LinuxQuestions.org
Latest LQ Deal: Latest LQ Deals
Home Forums Tutorials Articles Register
Go Back   LinuxQuestions.org > Forums > Linux Forums > Linux - Distributions > Fedora
User Name
Password
Fedora This forum is for the discussion of the Fedora Project.

Notices


Reply
  Search this Thread
Old 11-14-2018, 01:04 PM   #1
perlhackr
LQ Newbie
 
Registered: Jul 2006
Posts: 3

Rep: Reputation: 0
Looking for help with system freezing randomly (intel, skylake/kabylake)


Hello all,

I'm currently running into issues where my system is freezing randomly; The freeze can occur anywhere between a few hours of usage to all day. The freeze always occurs when playing back videos through a chromium browser window using the video tag to play the video back. When the system is frozen it still responds to pings although I can no longer log in through ssh. Unfortunately, I have absolutely no logs that could point me in the right direction to explain what is occurring because when this occurs nothing gets logged.

The devices are running their latest microcode; Thinking frequency scaling might be the issue I've tried a few of the cstate options that are out there to keep frequency scaling from occurring (intel_idle.max_cstate=0, processor.max_cstate=1). As of yet I haven't been able to find the root cause of the issue (successfully recreate the issue).
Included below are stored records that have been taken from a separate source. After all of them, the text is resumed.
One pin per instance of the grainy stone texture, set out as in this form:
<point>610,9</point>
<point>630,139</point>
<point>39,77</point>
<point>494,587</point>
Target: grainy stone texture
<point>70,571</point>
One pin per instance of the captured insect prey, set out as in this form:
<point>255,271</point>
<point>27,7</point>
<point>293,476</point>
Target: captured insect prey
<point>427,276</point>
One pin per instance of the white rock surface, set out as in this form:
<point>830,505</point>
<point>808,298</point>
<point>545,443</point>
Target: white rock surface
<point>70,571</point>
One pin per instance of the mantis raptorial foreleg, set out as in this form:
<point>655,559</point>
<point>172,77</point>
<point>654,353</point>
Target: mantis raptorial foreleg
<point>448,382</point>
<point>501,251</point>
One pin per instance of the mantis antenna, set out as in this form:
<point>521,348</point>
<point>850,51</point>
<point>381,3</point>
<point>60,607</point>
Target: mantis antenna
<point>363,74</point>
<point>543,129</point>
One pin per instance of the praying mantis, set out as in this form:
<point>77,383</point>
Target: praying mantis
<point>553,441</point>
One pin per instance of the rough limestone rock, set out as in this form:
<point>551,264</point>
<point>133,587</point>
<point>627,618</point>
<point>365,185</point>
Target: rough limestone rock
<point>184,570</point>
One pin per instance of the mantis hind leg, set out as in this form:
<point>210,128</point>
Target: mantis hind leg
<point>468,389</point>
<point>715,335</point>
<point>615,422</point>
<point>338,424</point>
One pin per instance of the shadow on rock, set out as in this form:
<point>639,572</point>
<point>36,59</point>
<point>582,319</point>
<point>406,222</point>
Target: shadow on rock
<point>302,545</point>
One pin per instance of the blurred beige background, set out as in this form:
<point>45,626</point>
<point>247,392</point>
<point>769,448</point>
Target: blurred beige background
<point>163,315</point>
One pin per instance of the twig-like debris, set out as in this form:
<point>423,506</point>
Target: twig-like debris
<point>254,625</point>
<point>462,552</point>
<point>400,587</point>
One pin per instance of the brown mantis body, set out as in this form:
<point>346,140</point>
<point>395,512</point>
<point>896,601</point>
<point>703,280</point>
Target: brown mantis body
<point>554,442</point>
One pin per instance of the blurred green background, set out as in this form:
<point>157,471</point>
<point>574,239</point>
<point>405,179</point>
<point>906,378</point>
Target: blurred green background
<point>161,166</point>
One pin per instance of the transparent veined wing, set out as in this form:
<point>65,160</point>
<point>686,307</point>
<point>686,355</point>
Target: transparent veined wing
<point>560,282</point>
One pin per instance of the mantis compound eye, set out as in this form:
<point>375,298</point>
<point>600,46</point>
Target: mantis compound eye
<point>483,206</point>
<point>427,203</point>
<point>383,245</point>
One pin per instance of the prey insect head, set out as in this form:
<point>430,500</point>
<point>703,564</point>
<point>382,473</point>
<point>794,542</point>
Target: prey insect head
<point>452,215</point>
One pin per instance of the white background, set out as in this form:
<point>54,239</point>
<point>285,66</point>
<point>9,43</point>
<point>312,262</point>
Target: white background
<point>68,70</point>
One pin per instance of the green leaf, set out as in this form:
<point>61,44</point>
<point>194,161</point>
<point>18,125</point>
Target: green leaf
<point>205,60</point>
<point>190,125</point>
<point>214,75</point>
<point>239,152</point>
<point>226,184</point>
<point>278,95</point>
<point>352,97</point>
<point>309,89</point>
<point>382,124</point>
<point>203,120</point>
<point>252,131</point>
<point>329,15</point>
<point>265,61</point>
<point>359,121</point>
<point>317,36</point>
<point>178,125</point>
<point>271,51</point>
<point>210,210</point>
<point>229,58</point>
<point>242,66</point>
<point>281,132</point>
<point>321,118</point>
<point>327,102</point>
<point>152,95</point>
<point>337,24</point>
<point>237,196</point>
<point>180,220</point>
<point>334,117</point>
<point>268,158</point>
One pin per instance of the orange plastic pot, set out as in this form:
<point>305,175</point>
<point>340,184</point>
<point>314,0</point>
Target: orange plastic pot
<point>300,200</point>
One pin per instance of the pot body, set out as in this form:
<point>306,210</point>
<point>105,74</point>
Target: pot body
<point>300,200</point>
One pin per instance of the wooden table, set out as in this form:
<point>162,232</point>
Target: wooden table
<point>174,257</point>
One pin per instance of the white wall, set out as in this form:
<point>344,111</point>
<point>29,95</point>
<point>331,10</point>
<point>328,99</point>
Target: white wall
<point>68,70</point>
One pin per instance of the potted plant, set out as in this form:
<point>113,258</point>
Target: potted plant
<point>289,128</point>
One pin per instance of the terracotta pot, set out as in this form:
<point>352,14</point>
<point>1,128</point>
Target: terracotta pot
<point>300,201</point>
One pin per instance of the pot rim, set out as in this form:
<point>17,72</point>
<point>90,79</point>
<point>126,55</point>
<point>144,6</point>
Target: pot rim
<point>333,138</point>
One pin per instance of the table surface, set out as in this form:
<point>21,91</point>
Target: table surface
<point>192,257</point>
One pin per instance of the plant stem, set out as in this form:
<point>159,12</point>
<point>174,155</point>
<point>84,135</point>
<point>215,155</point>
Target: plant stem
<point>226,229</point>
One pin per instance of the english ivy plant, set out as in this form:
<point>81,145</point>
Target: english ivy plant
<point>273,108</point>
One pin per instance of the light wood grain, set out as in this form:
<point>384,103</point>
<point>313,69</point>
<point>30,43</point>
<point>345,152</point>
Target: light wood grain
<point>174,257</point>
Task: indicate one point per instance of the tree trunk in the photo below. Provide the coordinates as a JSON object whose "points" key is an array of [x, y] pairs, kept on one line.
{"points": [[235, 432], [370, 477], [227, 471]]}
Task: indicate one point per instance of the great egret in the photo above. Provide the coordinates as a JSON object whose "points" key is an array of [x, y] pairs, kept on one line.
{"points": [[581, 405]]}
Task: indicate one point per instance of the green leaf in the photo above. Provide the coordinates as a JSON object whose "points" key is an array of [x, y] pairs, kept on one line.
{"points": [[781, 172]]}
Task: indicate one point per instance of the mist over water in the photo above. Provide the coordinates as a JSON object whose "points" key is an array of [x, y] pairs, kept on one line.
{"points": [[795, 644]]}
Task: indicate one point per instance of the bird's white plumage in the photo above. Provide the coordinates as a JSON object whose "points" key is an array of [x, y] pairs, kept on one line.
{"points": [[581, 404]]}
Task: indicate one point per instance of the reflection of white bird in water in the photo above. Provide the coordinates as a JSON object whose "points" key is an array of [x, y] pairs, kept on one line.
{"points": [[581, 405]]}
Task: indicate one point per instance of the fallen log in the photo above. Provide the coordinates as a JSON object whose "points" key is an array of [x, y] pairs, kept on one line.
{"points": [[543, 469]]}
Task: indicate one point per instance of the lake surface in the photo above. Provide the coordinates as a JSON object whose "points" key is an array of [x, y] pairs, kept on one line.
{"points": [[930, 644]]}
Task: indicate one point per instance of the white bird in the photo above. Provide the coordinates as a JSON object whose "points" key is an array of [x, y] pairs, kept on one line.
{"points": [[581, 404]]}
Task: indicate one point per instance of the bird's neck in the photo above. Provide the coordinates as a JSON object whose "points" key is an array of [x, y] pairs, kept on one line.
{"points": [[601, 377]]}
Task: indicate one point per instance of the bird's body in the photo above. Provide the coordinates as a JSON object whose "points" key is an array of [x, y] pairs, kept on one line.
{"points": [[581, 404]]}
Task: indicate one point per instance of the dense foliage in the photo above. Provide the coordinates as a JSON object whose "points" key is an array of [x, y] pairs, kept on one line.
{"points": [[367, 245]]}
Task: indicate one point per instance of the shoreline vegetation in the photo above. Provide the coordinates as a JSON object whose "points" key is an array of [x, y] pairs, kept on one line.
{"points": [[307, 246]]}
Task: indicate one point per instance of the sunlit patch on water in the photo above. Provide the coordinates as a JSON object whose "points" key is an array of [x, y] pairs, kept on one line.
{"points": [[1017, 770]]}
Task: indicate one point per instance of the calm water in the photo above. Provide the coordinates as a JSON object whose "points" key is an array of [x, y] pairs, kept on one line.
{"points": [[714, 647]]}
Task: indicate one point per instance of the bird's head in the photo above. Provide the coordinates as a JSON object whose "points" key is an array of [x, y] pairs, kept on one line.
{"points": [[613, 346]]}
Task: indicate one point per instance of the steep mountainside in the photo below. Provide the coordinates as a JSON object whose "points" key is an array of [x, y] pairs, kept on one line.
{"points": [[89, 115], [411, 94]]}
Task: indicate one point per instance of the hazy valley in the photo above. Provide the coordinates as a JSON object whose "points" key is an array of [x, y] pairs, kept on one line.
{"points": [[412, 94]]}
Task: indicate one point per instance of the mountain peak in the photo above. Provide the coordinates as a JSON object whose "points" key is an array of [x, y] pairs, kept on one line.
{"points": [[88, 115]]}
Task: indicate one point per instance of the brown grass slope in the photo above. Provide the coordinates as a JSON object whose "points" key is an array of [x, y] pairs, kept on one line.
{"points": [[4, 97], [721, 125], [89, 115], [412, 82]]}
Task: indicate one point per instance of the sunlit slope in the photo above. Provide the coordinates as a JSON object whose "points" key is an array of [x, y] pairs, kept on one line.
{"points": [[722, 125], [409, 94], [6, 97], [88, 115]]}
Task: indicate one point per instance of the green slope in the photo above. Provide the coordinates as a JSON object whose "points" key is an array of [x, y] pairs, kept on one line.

There is also the intel hardware watchdog running on the device that doesn't seem to be responding to this state because it's dog watcher process seems to be still running at regular intervals to kick the dog.

hardware:
M710q/M910q lenovo devices
the devices use intel kabylake chipsets paired with a skylake processor

processors:
Intel(R) Core(TM) i5-6500T CPU @ 2.50GHz (910q)
Intel(R) Pentium(R) CPU G4400T @ 2.90GHz (710q)
chipset:
Q270 Kaby Lake chipsets

kernel: 4.17.14-100
ram: 4G
 
Old 11-15-2018, 10:12 PM   #2
frankbell
LQ Guru
 
Registered: Jan 2006
Location: Virginia, USA
Distribution: Slackware, Ubuntu MATE, Mageia, and whatever VMs I happen to be playing with
Posts: 19,323
Blog Entries: 28

Rep: Reputation: 6141Reputation: 6141Reputation: 6141Reputation: 6141Reputation: 6141Reputation: 6141Reputation: 6141Reputation: 6141Reputation: 6141Reputation: 6141Reputation: 6141
Does the freeze happen when you are using another browser?
 
Old 11-16-2018, 09:09 AM   #3
perlhackr
LQ Newbie
 
Registered: Jul 2006
Posts: 3

Original Poster
Rep: Reputation: 0
Hello Frankbell,

Thank you for taking the time to reply.

No I haven't tried other browsers; I'm very familiar with Chromium so I was hoping to stick with that.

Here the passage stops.